How to Bluff Effectively
Knowing how to bluff, when to bluff and which hands to use can be the difference between being a huge winner and a break-even player.
There are two concepts you must understand about bluffing:
- You should bluff with hands that cannot win at showdown
- You should bluff with hands that have drawing equity and/or blocker value
Understanding Showdown Value
An understanding of showdown value is critical to understanding how to bluff. In short, you want to pick spots where you cannot win at showdown. Take the spot below for example:
In this hand, your opponent has barreled the flop and turn into you out of position, and then checked the river.
Imagine you held 6h 7h here. Your flush and straight draws missed, and you find yourself holding 7 high. You can only win by bluffing.
On the other hand, imagine you held Ah 3h. Your draws missed, but you still hold a pair on a board where your opponent was likely barreling a ton of straight draws and flush draws. It makes sense to check behind and take the chance at winning at showdown.
The Value of Blockers
An ideal bluffing hand has blocker value. This means that you hold cards that would otherwise be part of your opponent’s calling range.
Imagine you find yourself in this spot. For now, let’s ignore strategy and simply look at how the cards you hold affect your opponent’s range.
Because you hold on the Ace of spades, there are 9 less possible flush combinations that your opponent can hold (he cannot have As2s – AsKs).
As your opponent cannot hold the nut flush, and you are deep, you have the opportunity to represent the nut flush with a bluff.
You know he cannot hold the nuts because you are blocking it.
Similarly, it’s reasonable that your opponent would lead into you here with a set, like JJ. Because you hold the Jc, and the Jd is on the table, only one out of 6 combinations of JJ (JhJs) is possible.

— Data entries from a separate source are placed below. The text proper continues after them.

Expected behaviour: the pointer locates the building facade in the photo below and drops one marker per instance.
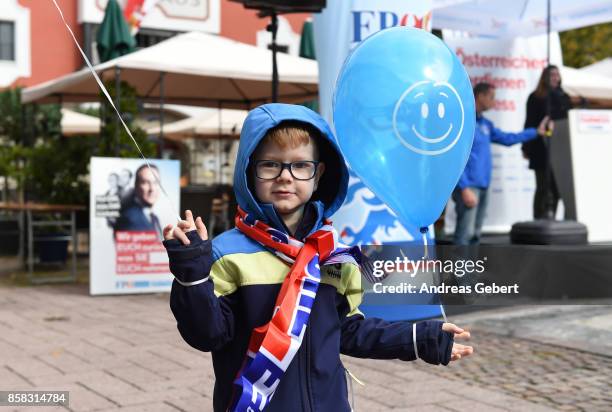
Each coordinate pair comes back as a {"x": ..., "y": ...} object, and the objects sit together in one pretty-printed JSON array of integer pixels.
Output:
[{"x": 35, "y": 46}]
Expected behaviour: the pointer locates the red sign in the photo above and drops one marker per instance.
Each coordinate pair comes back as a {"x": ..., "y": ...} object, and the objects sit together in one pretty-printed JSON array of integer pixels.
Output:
[{"x": 139, "y": 253}]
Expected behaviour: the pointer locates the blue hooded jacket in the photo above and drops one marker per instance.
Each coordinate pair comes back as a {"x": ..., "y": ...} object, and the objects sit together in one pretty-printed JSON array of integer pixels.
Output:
[
  {"x": 226, "y": 287},
  {"x": 477, "y": 172}
]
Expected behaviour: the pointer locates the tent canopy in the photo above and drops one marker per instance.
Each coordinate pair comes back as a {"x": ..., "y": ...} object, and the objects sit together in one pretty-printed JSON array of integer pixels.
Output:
[
  {"x": 602, "y": 68},
  {"x": 74, "y": 123},
  {"x": 198, "y": 69},
  {"x": 503, "y": 18},
  {"x": 205, "y": 125},
  {"x": 591, "y": 86}
]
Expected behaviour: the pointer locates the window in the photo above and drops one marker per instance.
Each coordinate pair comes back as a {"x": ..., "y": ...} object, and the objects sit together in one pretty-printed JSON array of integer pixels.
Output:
[{"x": 7, "y": 40}]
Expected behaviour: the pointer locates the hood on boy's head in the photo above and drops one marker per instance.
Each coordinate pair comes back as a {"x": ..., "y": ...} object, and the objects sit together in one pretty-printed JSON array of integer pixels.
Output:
[{"x": 333, "y": 184}]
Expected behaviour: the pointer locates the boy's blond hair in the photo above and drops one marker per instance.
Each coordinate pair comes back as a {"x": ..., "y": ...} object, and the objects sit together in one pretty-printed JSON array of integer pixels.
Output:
[{"x": 291, "y": 135}]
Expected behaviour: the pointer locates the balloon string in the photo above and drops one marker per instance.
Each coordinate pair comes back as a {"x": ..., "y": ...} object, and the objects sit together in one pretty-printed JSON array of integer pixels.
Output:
[
  {"x": 105, "y": 92},
  {"x": 424, "y": 231}
]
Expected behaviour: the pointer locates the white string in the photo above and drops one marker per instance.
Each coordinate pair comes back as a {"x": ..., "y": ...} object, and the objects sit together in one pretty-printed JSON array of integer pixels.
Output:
[
  {"x": 426, "y": 255},
  {"x": 105, "y": 92}
]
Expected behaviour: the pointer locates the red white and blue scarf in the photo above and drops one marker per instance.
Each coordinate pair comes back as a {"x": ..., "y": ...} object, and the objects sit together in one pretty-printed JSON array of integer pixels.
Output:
[{"x": 273, "y": 346}]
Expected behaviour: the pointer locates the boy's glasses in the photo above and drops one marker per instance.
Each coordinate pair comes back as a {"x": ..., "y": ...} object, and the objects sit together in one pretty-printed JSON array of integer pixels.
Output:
[{"x": 271, "y": 169}]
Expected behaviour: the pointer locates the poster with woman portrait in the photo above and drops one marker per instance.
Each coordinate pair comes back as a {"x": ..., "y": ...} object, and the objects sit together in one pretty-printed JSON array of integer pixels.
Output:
[{"x": 130, "y": 202}]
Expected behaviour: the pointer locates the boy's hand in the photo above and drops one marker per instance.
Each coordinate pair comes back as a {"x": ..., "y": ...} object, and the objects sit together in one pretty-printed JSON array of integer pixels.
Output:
[
  {"x": 546, "y": 127},
  {"x": 184, "y": 226},
  {"x": 459, "y": 351}
]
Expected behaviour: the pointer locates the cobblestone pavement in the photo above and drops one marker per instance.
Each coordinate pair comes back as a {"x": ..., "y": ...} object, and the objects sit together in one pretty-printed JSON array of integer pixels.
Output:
[{"x": 123, "y": 353}]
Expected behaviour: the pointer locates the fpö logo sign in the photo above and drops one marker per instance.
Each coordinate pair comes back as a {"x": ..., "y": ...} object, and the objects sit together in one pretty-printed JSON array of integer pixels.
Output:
[{"x": 367, "y": 22}]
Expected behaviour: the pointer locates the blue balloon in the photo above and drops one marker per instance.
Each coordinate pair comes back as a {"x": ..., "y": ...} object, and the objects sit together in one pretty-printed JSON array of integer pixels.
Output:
[{"x": 404, "y": 116}]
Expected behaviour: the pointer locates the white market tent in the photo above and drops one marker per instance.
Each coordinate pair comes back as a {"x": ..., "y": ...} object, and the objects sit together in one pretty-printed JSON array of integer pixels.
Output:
[
  {"x": 601, "y": 68},
  {"x": 578, "y": 83},
  {"x": 212, "y": 123},
  {"x": 193, "y": 69},
  {"x": 74, "y": 123}
]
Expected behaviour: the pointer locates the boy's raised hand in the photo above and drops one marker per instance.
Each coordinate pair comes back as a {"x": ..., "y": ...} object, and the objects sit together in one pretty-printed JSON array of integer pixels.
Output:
[
  {"x": 459, "y": 351},
  {"x": 184, "y": 226}
]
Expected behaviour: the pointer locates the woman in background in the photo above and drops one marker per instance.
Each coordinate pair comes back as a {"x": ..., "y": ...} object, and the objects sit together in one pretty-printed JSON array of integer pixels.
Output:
[{"x": 548, "y": 92}]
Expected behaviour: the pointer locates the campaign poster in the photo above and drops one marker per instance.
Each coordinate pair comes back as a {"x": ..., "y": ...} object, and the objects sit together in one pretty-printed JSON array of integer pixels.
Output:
[{"x": 130, "y": 203}]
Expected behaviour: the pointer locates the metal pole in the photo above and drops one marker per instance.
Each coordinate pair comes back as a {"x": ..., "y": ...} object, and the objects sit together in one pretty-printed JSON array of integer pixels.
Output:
[
  {"x": 30, "y": 247},
  {"x": 547, "y": 142},
  {"x": 118, "y": 105},
  {"x": 273, "y": 28},
  {"x": 73, "y": 235},
  {"x": 219, "y": 176},
  {"x": 161, "y": 114}
]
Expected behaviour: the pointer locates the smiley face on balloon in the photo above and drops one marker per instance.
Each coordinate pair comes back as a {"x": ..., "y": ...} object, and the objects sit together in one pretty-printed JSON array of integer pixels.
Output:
[
  {"x": 404, "y": 115},
  {"x": 428, "y": 118}
]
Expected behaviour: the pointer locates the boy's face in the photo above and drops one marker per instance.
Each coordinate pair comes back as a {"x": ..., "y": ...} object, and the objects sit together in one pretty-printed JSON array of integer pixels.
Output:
[{"x": 287, "y": 194}]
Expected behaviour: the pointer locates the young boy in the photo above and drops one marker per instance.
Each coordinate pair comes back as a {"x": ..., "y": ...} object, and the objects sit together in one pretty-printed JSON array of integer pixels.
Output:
[{"x": 255, "y": 297}]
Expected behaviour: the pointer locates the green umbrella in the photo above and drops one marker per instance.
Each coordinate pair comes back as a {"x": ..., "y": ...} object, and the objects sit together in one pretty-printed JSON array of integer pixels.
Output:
[
  {"x": 114, "y": 37},
  {"x": 307, "y": 50}
]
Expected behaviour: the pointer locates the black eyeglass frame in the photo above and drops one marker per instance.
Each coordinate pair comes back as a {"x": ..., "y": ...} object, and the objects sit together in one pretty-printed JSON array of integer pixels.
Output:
[{"x": 288, "y": 167}]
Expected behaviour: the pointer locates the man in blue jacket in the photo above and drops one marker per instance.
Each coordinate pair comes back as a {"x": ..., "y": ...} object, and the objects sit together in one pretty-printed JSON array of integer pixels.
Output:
[
  {"x": 471, "y": 193},
  {"x": 276, "y": 299}
]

Likewise, by removing one of four aces, you reduce the number of AT combinations your opponent can hold by 25%. These are hands with which your opponent might call your bluff, otherwise known as bluffcatchers,
As you can see, having AsJx in this spot significantly cuts down on both your opponent’s nut hands and bluffcatchers. Thus, your AsJx has good blocker value.
Semi-bluffing: using equity to your advantage
Semibluffing is the use of drawing hands as bluffs. The advantage here is that if you don’t get a fold you can still improve to the best hand.
The classic types of hands used as semi-bluffs are straight draws, flush draws and overcards.
In the hand below, you are semi-bluffing on the flop with an open-ended straight draw and a backdoor flush draw. Your continuation bet on the turn is a semi-bluff with an open-ended straight draw.
In this situation, you can river any 7 to make the nuts, and any Q makes you the second-nuts. That’s 8 outs.
When considering potential bluffs, look for hands with drawing value, good blocker value, and hands that lack showdown value.
Finally, remember not to bluff too much – some opponents, especially at lower stakes, will just not let go of their hands.